AI-generated art can’t be copyrighted after Supreme Court declines review
Scope of the Ruling & Human Authorship
- Discussion emphasizes that this case is narrow: it rejected a registration where the filer explicitly named the AI as the author and denied human authorship.
- Key legal concepts highlighted:
- Copyright requires a human author.
- There must be minimal creativity, not purely mechanical output.
- Work must be fixed in a tangible medium.
- Several commenters stress that the decision does not fully resolve how much human input is needed to claim authorship over AI-assisted works.
AI vs Photography and Other Tools
- Frequent comparison: camera vs generative model.
- Photography: human controls composition, timing, lens, etc., so expressive choices are clearly human.
- AI image generation: user gives high-level prompts; the system determines composition and details, so authorship is less direct.
- Some argue that heavy prompting, iterative refinement, and post-editing should qualify as “substantial human authorship.”
- Others counter that a prompt is more like a commission or instruction than the artwork itself, and AI is not “just another brush.”
AI-Assisted vs Fully AI-Generated Works
- General thread consensus:
- AI-assisted works can be copyrightable if human-authored elements are perceptible (e.g., edits, arrangement, integration into larger human-made works).
- Pure AI output, with the system determining expressive content, is likely not copyrightable under current US guidance.
- Edge cases discussed: small edits (e.g., adding one pixel) likely do not meet “substantial human authorship.”
Code, Software, and Other Outputs
- Unclear whether fully AI-generated code is copyrightable; no major case yet.
- Some hope AI-generated code is not protected, arguing symmetry with training on copyrighted code.

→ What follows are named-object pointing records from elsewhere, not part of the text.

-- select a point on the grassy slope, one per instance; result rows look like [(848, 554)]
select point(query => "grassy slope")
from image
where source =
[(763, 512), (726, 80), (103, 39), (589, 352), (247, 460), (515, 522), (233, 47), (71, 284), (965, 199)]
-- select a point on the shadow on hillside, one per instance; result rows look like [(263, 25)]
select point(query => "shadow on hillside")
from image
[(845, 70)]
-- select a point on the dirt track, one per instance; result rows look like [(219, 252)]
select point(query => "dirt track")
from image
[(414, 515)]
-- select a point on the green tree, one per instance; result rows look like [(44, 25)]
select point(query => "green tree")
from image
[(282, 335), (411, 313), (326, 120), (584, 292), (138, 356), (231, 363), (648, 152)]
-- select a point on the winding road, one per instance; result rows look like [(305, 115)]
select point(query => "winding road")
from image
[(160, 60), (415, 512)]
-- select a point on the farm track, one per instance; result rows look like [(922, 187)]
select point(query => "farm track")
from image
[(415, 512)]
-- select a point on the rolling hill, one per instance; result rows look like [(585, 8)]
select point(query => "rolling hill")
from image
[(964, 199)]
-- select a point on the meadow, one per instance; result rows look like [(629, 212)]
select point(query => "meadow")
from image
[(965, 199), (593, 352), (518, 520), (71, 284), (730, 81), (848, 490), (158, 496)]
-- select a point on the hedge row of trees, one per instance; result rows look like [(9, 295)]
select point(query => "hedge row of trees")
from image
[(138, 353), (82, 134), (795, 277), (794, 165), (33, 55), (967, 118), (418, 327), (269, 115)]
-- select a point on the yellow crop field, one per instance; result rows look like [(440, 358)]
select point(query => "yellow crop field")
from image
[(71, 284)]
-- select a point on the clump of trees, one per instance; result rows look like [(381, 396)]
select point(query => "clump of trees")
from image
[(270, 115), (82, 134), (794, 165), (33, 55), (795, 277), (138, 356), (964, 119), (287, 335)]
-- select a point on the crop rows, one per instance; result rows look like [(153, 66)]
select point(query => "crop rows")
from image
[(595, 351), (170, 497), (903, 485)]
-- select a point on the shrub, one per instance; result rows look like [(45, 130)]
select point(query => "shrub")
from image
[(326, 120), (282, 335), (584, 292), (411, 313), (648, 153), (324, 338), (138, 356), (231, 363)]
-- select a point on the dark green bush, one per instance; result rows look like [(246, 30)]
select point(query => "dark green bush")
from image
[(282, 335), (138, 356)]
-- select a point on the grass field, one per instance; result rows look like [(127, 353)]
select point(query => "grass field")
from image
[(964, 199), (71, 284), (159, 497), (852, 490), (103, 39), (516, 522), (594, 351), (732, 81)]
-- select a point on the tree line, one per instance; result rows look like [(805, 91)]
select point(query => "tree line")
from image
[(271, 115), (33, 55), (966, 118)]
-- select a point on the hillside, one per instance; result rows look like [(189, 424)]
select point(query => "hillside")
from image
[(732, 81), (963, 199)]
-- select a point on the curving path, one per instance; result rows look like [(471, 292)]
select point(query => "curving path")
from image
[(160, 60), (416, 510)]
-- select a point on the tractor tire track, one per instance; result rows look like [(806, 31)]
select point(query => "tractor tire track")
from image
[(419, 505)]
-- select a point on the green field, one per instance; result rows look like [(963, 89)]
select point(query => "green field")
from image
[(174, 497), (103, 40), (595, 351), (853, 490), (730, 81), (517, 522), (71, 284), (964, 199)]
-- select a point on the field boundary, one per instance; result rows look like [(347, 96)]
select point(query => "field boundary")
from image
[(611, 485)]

- Others note that much real-world code is AI-assisted, reviewed, and modified, which likely restores human authorship for significant portions.
- For proprietary backends, some say copyright matters less than trade secret and access control.
Fairness, Policy, and Future of IP
- Some argue: if training on copyrighted works is allowed, it is fair that outputs lack new copyright.
- Others warn that if everything becomes AI-generated, copyright’s role diminishes, and patents or trade secrets may become more important.
- There is both enthusiasm for AI as a new artistic medium and strong skepticism that prompting can ever match human-led craftsmanship.